Audioholic Field Marshall
If you’ve been around long enough and pay attention to all of the Olympic hoo-raw, you would probably recall an unusual event in the 1988 Calgary Winter Olympics, like big rounds of applause for a guy on the British ski jumping team who came in dead last, by a large margin. That guy was Micheal Edwards (Taron Egerton), an awkward, less than thin guy with coke-bottle glasses and a cheerful, upbeat attitude that made him a crowd favorite. Nicknamed Eddie The Eagle, this guy provides the main character in this upbeat, saccharine film. At the time, Britain had not even had a ski jumping team since the 1920’s when the sport was decidedly more primitive. Edwards was a miserable jumper who, with some coaching, managed to qualify for the team using the 1920’s standards. He only had to jump 60 meters (the 1920’s standard), in spite of the fact that contemporary jumpers were jumping 90 meters. Edwards lacked the physique, training or experience to be a good jumper, but he did have relentless determination and an extroverted, self promoting attitude that won millions of fans for a while. Eddie the Eagle, the movie, is a fictionalization of that event.
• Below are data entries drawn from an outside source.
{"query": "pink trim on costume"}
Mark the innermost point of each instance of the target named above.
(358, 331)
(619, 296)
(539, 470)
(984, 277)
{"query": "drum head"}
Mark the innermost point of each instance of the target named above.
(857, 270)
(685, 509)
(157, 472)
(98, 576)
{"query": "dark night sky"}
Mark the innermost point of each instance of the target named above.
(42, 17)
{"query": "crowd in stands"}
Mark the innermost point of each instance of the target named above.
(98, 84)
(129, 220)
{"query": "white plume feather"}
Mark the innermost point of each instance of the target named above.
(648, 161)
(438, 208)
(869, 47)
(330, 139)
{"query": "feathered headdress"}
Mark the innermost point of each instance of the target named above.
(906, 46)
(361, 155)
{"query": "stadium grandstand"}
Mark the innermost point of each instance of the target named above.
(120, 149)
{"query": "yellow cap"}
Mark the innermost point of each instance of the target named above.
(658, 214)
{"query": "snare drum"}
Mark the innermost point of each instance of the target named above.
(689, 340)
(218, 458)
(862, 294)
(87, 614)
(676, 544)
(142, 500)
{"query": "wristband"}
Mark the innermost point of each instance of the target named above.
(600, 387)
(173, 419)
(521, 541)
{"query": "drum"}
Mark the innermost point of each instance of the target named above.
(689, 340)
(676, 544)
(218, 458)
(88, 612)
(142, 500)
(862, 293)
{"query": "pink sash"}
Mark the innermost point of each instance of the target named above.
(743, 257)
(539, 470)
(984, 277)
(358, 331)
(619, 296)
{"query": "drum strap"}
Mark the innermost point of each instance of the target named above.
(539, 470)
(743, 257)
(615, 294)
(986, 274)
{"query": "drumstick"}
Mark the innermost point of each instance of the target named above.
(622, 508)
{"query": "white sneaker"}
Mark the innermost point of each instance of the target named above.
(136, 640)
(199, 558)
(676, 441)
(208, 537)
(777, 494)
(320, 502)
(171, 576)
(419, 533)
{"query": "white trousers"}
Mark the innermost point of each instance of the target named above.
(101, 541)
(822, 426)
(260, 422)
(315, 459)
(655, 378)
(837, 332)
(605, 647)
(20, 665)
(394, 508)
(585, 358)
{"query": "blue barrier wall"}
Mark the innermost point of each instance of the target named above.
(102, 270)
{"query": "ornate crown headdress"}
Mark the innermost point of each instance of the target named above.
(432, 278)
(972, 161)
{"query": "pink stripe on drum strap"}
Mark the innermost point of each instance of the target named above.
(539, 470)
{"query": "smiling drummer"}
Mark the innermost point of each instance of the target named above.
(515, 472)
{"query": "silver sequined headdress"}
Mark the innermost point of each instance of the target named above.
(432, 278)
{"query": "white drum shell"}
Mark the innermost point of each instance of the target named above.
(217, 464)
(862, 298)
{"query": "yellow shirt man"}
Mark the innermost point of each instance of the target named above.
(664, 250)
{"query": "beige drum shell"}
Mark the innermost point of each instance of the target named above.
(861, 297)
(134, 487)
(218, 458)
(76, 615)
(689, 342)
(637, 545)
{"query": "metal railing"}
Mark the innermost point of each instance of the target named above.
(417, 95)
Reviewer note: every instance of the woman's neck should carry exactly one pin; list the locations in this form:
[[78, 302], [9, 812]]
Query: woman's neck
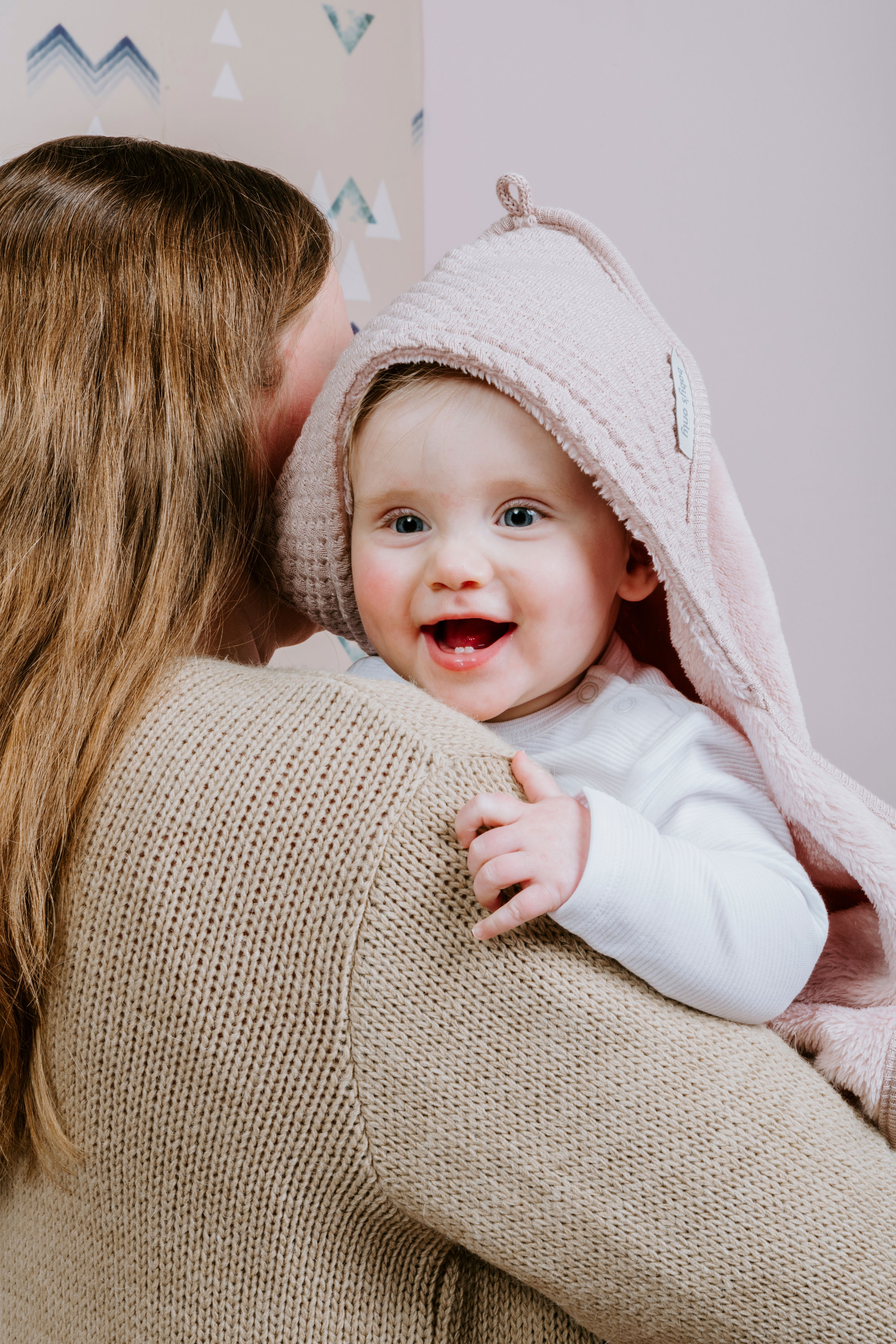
[[254, 628]]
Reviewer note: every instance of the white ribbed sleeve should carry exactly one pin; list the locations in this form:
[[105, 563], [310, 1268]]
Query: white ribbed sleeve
[[691, 881]]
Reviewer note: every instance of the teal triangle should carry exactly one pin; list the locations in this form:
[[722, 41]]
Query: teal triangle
[[352, 200], [350, 26]]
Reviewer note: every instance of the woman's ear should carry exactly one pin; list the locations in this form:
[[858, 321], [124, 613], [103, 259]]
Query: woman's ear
[[640, 578]]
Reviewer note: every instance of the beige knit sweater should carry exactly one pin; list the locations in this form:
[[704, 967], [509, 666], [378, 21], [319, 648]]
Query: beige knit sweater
[[314, 1109]]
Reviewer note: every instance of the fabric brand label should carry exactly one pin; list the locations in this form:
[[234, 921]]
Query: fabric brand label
[[684, 405]]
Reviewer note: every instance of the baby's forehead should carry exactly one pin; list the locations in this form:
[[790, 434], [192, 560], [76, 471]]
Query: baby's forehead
[[460, 429]]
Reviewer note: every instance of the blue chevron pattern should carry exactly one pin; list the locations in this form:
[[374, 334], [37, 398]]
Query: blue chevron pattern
[[123, 61]]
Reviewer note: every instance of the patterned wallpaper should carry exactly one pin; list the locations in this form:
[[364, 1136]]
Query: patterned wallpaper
[[327, 96]]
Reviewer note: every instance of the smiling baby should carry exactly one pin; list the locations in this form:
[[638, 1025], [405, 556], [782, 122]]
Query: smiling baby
[[490, 570]]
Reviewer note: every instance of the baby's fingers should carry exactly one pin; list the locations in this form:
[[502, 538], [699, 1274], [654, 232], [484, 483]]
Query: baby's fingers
[[526, 905], [500, 873], [487, 810]]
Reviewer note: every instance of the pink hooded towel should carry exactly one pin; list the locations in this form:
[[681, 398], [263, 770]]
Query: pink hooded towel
[[546, 310]]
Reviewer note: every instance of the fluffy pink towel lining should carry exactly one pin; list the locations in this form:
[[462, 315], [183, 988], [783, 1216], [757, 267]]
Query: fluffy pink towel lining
[[544, 308]]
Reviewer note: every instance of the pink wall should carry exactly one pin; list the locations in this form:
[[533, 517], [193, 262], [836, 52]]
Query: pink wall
[[742, 158]]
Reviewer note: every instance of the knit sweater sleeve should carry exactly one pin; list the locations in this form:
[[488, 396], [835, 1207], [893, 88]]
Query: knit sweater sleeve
[[645, 1167]]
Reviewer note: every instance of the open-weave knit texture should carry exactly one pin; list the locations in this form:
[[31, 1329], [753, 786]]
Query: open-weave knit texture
[[544, 308], [314, 1111]]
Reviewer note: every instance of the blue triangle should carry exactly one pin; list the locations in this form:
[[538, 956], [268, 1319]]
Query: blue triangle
[[351, 197], [350, 26]]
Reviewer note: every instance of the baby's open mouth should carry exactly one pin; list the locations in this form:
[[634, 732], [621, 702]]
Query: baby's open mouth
[[469, 635]]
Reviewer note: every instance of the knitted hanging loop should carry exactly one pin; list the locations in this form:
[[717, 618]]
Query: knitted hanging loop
[[519, 208]]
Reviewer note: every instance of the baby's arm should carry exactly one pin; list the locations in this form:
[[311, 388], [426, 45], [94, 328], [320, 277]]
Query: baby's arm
[[702, 897]]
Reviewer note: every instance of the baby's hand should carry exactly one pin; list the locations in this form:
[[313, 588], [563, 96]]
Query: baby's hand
[[541, 845]]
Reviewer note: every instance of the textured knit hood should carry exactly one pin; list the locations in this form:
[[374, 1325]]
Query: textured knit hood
[[546, 310]]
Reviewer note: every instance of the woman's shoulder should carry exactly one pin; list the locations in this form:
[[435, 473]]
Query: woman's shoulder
[[214, 714]]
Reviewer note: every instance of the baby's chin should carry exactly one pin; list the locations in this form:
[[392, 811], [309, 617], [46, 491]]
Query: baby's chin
[[479, 695]]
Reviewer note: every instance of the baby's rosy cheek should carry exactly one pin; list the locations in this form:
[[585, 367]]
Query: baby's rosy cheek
[[379, 588]]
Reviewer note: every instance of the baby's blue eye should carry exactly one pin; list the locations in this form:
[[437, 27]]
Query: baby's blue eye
[[409, 523], [520, 517]]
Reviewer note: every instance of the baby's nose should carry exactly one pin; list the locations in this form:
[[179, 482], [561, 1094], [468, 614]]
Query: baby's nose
[[458, 565]]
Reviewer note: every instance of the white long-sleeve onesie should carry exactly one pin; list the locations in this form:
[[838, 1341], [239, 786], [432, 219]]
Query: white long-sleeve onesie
[[691, 879]]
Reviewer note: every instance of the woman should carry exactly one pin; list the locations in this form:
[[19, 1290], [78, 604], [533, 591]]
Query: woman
[[258, 1081]]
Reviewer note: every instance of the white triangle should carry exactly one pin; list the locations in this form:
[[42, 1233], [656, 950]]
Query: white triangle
[[320, 197], [386, 224], [225, 34], [352, 278], [228, 87]]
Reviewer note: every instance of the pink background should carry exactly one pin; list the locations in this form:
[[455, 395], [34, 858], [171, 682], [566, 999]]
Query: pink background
[[742, 159]]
To appreciate this film, you have to go in, knowing that it’s going to be an inspiration that should make you come out happy and teary. After all, the most unlikely of schlubs, with enough desire, pluck and determination can get to the Olympics..right? In this story, we see Eddie, deciding that he wants to transcend his father’s wish that he join in his multi-generational family occupation of wall plasterer. Eddie wants to fly. He gets his chance with some reluctant coaching from a burned out former jumper, Bronson Peary (Hugh Jackman and all of his muscles), who is running the machinery that grooms the ski slope. Peary is alcoholic, cynical and insulting, but Eddie is so cheerful that Peary can’t help being won over to Eddie’s side.

I find it difficult to review a movie like this. It’s like a religious movie in that it has a desired emotional outcome, it wants you to leave with a cheerful mood, thinking that Eddie is a hero. You are supposed to feel good when it’s over. It does that, as long as you can suspend your disbelief. I don’t want to rain on anybody’s parade if this sort of fare makes them feel good about life, but, as a skeptic, I usually need to do some fact checking, so when I did, I found that the movie made some fictional twists from fact, all in the name of making me come feeling like anybody can do anything with enough pluck and desire. There’s nothing wrong with that message exactly, but I did feel used.
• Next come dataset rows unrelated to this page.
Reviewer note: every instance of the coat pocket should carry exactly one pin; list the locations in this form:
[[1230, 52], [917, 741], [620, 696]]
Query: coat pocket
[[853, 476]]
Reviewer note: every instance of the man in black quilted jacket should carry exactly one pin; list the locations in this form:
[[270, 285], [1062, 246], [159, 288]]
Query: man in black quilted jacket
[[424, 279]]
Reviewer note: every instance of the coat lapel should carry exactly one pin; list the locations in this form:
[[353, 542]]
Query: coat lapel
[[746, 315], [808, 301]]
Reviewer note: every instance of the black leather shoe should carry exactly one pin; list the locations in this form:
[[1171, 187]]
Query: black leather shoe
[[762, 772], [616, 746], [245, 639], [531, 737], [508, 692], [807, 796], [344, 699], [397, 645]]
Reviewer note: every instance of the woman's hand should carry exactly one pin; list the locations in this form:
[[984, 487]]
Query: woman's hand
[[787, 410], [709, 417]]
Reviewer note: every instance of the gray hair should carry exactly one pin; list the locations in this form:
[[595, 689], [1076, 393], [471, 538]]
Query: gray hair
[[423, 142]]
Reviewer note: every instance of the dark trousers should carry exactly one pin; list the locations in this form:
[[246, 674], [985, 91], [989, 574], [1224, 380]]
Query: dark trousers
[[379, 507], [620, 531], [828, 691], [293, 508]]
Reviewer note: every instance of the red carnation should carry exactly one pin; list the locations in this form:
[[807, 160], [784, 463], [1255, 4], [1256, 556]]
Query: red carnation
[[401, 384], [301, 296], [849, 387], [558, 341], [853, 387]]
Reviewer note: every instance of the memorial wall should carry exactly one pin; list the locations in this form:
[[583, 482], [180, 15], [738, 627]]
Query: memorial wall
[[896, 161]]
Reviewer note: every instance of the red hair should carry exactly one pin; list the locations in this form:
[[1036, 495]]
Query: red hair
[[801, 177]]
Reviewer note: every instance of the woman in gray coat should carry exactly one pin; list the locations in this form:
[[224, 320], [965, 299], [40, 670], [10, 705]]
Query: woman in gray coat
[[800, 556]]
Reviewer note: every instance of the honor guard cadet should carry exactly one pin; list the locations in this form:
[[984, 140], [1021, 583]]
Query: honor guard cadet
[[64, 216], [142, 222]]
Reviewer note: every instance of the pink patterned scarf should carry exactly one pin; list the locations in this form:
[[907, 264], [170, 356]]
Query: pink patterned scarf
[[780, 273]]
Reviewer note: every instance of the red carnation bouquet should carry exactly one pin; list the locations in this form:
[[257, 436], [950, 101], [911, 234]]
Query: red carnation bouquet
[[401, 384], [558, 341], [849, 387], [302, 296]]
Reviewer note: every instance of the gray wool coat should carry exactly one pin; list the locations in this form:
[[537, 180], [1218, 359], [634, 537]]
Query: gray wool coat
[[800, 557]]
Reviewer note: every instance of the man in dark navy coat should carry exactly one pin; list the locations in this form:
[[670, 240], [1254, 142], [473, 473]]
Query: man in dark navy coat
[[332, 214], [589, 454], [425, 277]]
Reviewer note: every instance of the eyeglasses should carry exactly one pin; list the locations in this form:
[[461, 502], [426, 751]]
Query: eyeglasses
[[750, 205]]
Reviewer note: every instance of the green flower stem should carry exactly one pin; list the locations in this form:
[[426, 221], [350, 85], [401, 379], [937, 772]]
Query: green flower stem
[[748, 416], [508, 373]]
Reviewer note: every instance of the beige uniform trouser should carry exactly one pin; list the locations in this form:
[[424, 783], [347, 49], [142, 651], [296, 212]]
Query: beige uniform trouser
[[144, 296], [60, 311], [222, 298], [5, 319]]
Eddie was directed by British director Dexter Fletcher; I have not seen any of his other films. Aside from Hugh Jackman and a brief cameo from Christopher Walken, I am not familiar with any of the other actors in the film, but all of them do a creditable job in their roles. The mechanics of story telling, music (a lot of 80’s songs with glassy sounding synths) and cinematography are all done reasonably well, but nothing here is remarkable. Taron Egerton plays the role of Eddie quite likably; he spends the movie conveying an innocent and guileless determination, without a mean bone in his body. If you like this sort of movie, and think that there are not enough happy stories in the world, you will probably enjoy this. There were some people coming out of the theater, proclaiming “Greatest Movie Ever”, but I have to say that in my opinion, it was mainly a little better than made-for-TV fare. I didn’t dislike it, I wish it were all true, but I don’t think it will be much more than a footnote in movie history. Like its religious cousins, once we leave the building and dab our tears, life will go on as usual. I found Eddie to be mainly a showboat, not nearly the inspiration he would have been if he had risen from his humble beginnings to really do the work and master the sport he exploited. In spite of his likability, he WAS a sham, only a superficial hero and not a good athlete. As a movie, it was made well, but only hits a middle mark for me.